A short, lovely, otherworldy read
- Review by Kazza K
This ebook contains two short stories. Yes, the title is taken from Shakespeare's A Winter's Tale and Tony-Paul de Vissage acknowledges this in his dedication. Beautiful words and meaning by Shakespeare that are reflected well in these two stories.
Story 1 -The Lover in the Lake
Lisa is staying with her sister, Karen, and brother-in-law, Paul, in a lakeside house after the death of her fiance, Mark. Lisa is sleeping fitfully, having a dream she can't remember over and over, and has taken to walking beside the lake near the house. Paul lets it slip to Lisa that the house they live in is associated with a death of a local lass over one hundred years ago, and it's the bedroom of the girl who died, Christina, she's staying in. Paul also mentions rumours of the lake, that around twenty people have drowned there.

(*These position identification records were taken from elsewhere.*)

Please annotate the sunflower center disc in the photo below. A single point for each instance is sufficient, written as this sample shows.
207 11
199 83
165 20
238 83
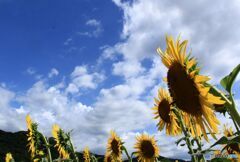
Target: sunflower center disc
147 149
115 147
183 90
164 110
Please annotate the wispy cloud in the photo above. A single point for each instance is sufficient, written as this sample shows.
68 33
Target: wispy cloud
53 72
96 27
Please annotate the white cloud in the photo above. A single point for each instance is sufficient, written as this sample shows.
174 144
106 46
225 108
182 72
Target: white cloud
96 31
53 72
209 26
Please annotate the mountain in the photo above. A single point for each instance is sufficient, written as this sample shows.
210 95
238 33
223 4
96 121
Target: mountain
16 144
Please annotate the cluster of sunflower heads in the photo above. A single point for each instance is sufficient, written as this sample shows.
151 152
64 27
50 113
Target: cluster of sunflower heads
146 149
39 146
189 104
9 158
35 140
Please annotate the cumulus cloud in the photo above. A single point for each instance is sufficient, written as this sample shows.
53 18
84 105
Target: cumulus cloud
53 72
212 32
97 28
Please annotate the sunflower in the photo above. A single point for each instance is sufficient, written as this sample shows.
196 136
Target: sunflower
9 158
146 148
86 155
61 145
188 88
34 140
31 137
114 146
162 110
108 158
232 148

The evening mist was already gathering on the lake, swirling upward in little wisps for the solid blanket that lay upon the water. Slowly, it began to creep toward the shore. Lisa ignored it, thinking of her dream, trying to remember. As now she had been strolling near the lake....
The fog had rolled in too fast. Mark was standing just before her and she couldn't even see his face. He was walking slowly, eyes intent on the ground.
"What are you looking for?" she asked him. "What have you lost?"
"My soul," he answered, his voice hollow and terribly, achingly sad. "I'm searching for my soul."
He lifted his head and she saw the tears of blood streaming from his eyes and Lisa began to scream... and scream...and scream...
- - -
She stopped at the water's edge, looking down at her reflection, at her ripple-warped image. Mother and Karen think I'll forget him. They can't understand that I'll never forget Mark, even if I live a thousand years.
The writing is lovely. The tale an interesting one. Is Lisa dreaming? Is there someone coming from the lake? Is it Mark, or is it to do with Christina? who died so long ago. Twenty people have died in the lake. Will Lisa be another?
This short is intriguing and read like a camp-fire story, one where you don't realise that you're leaning in closer to the storyteller because it's fascinating. The only thing is, this would have made a better novel/la, especially where the author briefly took it. Brevity was this short's enemy. It was very nicely told in the pages alloctated it.
Story 2 - Shadow's Crossing
Set in the time of the plague. The second story is of a boatman who ferries people from one side of the river to the other, or to a local island. It was also my favourite of the two stories. I like historical influences, language, and imagery. And it was all just right for the setting of the tale. I think the following sets the tone well -
'Twas a cold night, a raw night. Aye, that it was. Raw, like a bleeding wound, and the wind a knife slashing at its open edges.
Once again he cursed the fates causing him to be born into a family of ferrymen. Why not a carpenter, a tailor, even a farmer? Grubbing in the dirt would be more welcome than this eternal waiting by the river, with the water's ever-present cold creeping into his bones.....
...and the lonliness...
The boatman won't be alone for long, as a hooded man on a black horse appears and asks for passage across the river, to the island. He has no money to pay, and the boatman isn't too keen on non-paying customers. He has a wife and family to support. However there is something about the man, and the fact that he can only seem to see his eyes, the fact that he wants to visit an old friend over on the plague-stricken island that has the boatman allowing him passage-
"There's sickness and death on the island." The boatman felt he should warn his passenger.
"'Twill not harm me," the stranger replied with certainty....
"I go to visit an old friend. One by whose side I've often fought in days past. He's given me much, and now, I've come to repay my debt."
Once safely across -
Horse and rider disappeared through the shadowy trees, the curtains of fog closing around them, swallowing the sound of hoofbeats.
Once more the ferryman was alone in the river mist. It was as if they never existed...
To say more would be to ruin it for, once again, it is short, but I think its length did not detract one iota from a really good story. The words, the imagery, and the concept were ethereal. I actually re-read it the same night.
This is my second Tony-Paul de Vissage book, and both have been very good - well executed, well edited, no typos to be seen, and interesting. Yet both are different, the last one was humorous, this is otherwordly. Unpath'd Waters, Undream'd Shores is highly recommended reading.